Given the head of a linked list and an integer val, remove all the nodes of the linked list that has Node.val == val, and return the new head.

Examples

Example 1:

**Input:** head = [1,2,6,3,4,5,6], val = 6
**Output:** [1,2,3,4,5]

Example 2:

**Input:** head = [], val = 1
**Output:** []

Example 3:

**Input:** head = [7,7,7,7], val = 7
**Output:** []

Constraints

• The number of nodes in the list is in the range [0, 104].
• 1 <= Node.val <= 50
• 0 <= val <= 50

Thoughts

Simple linked list operations, but remember to check for special cases:

• The pointer is null

Solution

Two pointers, O(n)

/**
 * Definition for singly-linked list.
 * struct ListNode {
 *     int val;
 *     ListNode *next;
 *     ListNode() : val(0), next(nullptr) {}
 *     ListNode(int x) : val(x), next(nullptr) {}
 *     ListNode(int x, ListNode *next) : val(x), next(next) {}
 * };
 */
class Solution {
public:
ListNode *removeElements(ListNode *head, int val) {
  // O(n)
  while (head != NULL && head->val == val) {
    head = head->next;
  }

  ListNode *before = NULL;
  ListNode *ptr = head;
  ListNode *tmp;

  while (ptr != NULL) {
    if (ptr->val == val) {
      if (before != NULL) {
        before->next = ptr->next;
      }

      // delete ptr and change ptr to ptr->next
      tmp = ptr->next;
      delete ptr;
      ptr = tmp;
    } else {
      before = ptr;
      ptr = ptr->next;
    }
  }
  return head;
}
};

These two are taken from discussions, and they are not memory safe.
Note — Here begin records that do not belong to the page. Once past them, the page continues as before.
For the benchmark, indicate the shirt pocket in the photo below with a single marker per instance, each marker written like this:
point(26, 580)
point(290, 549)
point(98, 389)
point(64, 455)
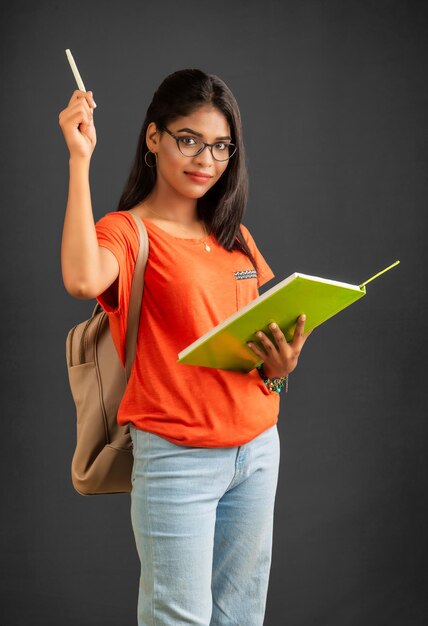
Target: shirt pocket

Recursive solution from the same guy:

class Solution {
public:
ListNode *removeElements(ListNode *head, int val) {
  // Base situation
  if (head == NULL)
    return NULL;
  // Change head->next by it's val (if no val found, will not be changed)
  head->next = removeElements(head->next, val);
  // Return head or head->next, depending on the val.
  // If matched val, return its next, effectively deleting the node.
  return (head->val == val) ? head->next : head;
}
};

One pointer from Discussions

class Solution {
public:
ListNode *removeElements(ListNode *head, int val) {
  while (head != NULL && head->val == val)
    head = head->next;

  // He checked NULL here, so he doesn't have to check in while loop
  if (head == NULL)
    return head;

  ListNode *res = head;
  while (head->next != NULL) {
    if (head->next->val == val)
      head->next = head->next->next;
    else
      head = head->next;
  }
  return res;
}
};